Deborah Fox, director of the Public Safety Office, said Rieber’s heart is as big as his personality. “Combine the big heart, big personality and big giving spirit, and it should come as no big surprise that he spends the majority of his free
time working or volunteering with young people,” she said. “I can tell you firsthand that Kyle’s interactions with young people create a positive and lasting interaction. Several of them have stopped by the Public Safety Office to
thank him for being supportive and encouraging when they needed it the most.”
Rieber also teaches a taekwondo class on Tuesday evenings in the SuRF Center. He is a Grandmaster instructor in taekwondo, the oldest existing form of martial arts, and holds a 7th-degree black belt. (There are 10 levels.)
Rieber started training in the sport in 1985 after seeing The Karate Kid. “To make sure I gave it my best effort. I signed up for the black belt course, and I ended up loving it,” he said.
He competed in taekwondo during the late 1980s and 1990s, winning his share of championships, before retiring from competition in 2002. But he came out of retirement in 2015 to join the U.S. Taekwondo team in the World Police and Fire Games in Fairfax
County, Virginia, where he won a gold medal in the Kyorugi (sparring) event.
Rieber studied under Grandmaster Kwan Sung Lee, who opened Lee’s Taekwondo in Louisville, Kentucky, in 1975 and passed away in 2002. Rieber operated and taught in a Louisville location of Lee’s from 2004 to 2020, when it closed.
He now teaches exclusively for Bellarmine, although he is still a part of the Lee taekwondo family and continues to test students at a school in Radcliff with Lee’s son Grandmaster Chang Yong Lee.

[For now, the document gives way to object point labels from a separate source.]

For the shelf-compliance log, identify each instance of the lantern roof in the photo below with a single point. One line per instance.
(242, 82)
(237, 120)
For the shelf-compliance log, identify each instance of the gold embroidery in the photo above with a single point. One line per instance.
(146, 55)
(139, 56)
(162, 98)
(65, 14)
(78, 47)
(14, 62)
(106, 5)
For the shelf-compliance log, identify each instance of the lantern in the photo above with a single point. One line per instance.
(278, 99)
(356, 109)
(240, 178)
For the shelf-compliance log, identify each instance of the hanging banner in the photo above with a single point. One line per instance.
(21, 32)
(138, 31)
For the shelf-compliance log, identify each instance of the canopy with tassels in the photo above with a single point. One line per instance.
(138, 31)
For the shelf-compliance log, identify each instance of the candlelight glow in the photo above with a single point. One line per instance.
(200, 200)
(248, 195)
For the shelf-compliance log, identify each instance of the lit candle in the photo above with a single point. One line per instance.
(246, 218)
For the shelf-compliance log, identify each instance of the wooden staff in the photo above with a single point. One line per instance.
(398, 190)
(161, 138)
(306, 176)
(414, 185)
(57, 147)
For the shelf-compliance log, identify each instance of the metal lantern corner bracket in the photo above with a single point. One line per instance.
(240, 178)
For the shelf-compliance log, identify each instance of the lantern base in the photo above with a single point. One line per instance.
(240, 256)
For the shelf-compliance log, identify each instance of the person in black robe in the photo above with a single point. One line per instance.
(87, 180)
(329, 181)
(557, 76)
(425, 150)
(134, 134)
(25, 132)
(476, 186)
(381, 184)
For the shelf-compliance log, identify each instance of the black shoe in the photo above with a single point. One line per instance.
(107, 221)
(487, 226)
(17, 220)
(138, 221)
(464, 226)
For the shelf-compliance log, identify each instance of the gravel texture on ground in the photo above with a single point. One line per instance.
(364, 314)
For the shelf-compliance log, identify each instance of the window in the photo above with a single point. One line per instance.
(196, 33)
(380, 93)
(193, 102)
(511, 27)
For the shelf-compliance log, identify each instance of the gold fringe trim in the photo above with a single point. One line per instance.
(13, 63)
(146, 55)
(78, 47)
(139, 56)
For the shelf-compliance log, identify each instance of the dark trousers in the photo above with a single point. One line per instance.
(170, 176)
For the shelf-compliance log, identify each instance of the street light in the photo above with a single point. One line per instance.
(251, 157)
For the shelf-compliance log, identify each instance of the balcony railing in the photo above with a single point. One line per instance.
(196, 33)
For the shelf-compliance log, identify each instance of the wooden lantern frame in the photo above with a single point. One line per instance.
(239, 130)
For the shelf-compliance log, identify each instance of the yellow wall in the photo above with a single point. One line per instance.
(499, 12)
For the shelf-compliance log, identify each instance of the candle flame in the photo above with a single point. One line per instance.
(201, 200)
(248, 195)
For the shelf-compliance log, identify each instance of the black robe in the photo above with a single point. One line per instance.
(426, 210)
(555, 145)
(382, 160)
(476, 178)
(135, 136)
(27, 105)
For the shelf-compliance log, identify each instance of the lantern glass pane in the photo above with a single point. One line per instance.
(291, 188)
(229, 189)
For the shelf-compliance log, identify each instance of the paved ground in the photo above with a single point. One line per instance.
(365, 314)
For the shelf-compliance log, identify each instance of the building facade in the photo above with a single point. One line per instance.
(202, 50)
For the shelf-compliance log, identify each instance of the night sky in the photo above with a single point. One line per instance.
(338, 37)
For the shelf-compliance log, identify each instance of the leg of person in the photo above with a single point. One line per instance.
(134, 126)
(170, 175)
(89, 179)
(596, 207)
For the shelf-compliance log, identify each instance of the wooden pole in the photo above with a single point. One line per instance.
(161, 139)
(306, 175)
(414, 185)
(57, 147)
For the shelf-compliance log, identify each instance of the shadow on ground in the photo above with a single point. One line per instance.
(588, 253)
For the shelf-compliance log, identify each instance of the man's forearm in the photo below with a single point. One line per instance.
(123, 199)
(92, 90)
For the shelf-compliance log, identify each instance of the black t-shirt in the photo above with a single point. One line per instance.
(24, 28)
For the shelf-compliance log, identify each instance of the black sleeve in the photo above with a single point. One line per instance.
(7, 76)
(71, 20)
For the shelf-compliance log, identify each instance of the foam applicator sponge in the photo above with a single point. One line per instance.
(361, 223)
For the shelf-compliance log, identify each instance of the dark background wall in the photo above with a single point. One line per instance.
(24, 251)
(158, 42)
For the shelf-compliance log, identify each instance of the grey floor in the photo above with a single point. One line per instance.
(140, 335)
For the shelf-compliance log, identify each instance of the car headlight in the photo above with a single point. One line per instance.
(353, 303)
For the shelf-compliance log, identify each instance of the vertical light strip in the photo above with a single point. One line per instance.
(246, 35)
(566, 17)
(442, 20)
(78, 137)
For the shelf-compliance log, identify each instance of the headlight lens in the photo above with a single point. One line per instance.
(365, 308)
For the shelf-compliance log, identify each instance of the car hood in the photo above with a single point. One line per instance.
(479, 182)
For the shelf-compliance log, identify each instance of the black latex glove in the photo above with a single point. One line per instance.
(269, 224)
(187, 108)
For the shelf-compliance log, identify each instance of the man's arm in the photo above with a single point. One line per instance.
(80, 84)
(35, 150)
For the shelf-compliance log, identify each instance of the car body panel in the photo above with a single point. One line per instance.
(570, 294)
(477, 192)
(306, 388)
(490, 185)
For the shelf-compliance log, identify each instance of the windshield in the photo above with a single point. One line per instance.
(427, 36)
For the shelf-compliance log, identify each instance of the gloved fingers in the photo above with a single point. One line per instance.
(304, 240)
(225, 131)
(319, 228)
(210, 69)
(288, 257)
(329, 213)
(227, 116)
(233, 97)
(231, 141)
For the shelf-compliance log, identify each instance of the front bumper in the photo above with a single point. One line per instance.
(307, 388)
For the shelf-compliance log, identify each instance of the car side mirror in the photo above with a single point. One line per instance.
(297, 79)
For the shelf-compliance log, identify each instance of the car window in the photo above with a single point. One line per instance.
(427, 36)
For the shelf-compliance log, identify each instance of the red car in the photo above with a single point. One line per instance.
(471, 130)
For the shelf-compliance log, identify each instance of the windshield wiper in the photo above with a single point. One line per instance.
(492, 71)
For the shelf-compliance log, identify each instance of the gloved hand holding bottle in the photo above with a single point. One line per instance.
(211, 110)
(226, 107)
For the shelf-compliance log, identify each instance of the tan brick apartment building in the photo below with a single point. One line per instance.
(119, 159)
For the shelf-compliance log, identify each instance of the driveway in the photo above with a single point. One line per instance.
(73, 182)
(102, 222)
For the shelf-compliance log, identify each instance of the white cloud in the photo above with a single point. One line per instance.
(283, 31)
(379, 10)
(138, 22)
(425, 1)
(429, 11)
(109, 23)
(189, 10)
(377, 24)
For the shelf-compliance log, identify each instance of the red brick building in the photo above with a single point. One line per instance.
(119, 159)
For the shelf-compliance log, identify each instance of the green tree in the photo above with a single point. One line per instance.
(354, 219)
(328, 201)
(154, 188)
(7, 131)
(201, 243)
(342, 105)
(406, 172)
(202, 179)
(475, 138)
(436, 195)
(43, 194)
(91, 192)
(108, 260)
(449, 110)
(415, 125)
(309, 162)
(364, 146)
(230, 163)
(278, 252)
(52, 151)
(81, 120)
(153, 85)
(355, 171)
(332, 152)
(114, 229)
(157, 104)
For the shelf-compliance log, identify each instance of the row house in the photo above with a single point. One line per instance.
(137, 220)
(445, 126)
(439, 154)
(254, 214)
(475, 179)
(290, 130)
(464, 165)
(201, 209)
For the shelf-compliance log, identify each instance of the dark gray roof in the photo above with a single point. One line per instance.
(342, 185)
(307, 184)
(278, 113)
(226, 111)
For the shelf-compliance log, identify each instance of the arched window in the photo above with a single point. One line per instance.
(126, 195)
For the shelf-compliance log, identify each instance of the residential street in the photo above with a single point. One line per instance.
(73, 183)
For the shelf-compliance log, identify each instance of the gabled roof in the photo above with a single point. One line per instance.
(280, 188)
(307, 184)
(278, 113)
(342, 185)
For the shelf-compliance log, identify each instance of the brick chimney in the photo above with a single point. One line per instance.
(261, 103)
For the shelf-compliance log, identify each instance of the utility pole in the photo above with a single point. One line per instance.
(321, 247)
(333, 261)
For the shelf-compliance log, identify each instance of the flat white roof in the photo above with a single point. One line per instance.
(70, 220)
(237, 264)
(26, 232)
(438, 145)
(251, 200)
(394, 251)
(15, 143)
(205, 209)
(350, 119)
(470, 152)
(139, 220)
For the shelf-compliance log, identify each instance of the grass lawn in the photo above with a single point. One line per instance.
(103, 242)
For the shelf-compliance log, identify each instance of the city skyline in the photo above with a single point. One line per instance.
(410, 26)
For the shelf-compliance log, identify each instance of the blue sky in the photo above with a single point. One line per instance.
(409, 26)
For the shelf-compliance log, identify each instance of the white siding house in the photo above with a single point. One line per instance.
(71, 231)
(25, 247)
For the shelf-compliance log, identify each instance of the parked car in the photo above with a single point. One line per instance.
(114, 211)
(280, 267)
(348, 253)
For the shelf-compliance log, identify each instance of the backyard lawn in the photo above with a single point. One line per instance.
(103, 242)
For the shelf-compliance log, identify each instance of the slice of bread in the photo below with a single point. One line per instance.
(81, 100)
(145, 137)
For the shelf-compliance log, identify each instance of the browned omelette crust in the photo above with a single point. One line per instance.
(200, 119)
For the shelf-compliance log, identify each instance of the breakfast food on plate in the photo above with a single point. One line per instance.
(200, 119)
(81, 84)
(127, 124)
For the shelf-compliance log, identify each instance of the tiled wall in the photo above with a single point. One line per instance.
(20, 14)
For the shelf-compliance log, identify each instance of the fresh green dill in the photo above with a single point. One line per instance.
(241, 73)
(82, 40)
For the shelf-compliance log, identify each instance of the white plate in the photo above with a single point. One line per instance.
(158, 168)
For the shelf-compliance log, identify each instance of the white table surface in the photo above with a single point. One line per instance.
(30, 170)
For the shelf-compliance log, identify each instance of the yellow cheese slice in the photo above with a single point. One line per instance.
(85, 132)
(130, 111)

“I think taekwondo can provide a lot of things—discipline, physical and mental health and a sense of belonging, because taekwondo is a way of life and family,” he said. “Most importantly, it gives you self-confidence, which in
this day of bullying is your best defense. Bullies will not confront someone with self-confidence because they cannot control it.”
So does he consider himself a Mr. Miagi now? “He’s pretty cool,” he said, “but I’m just a guy trying to continue teaching taekwondo the way I was taught by Grandmaster Lee and to continue his legacy.”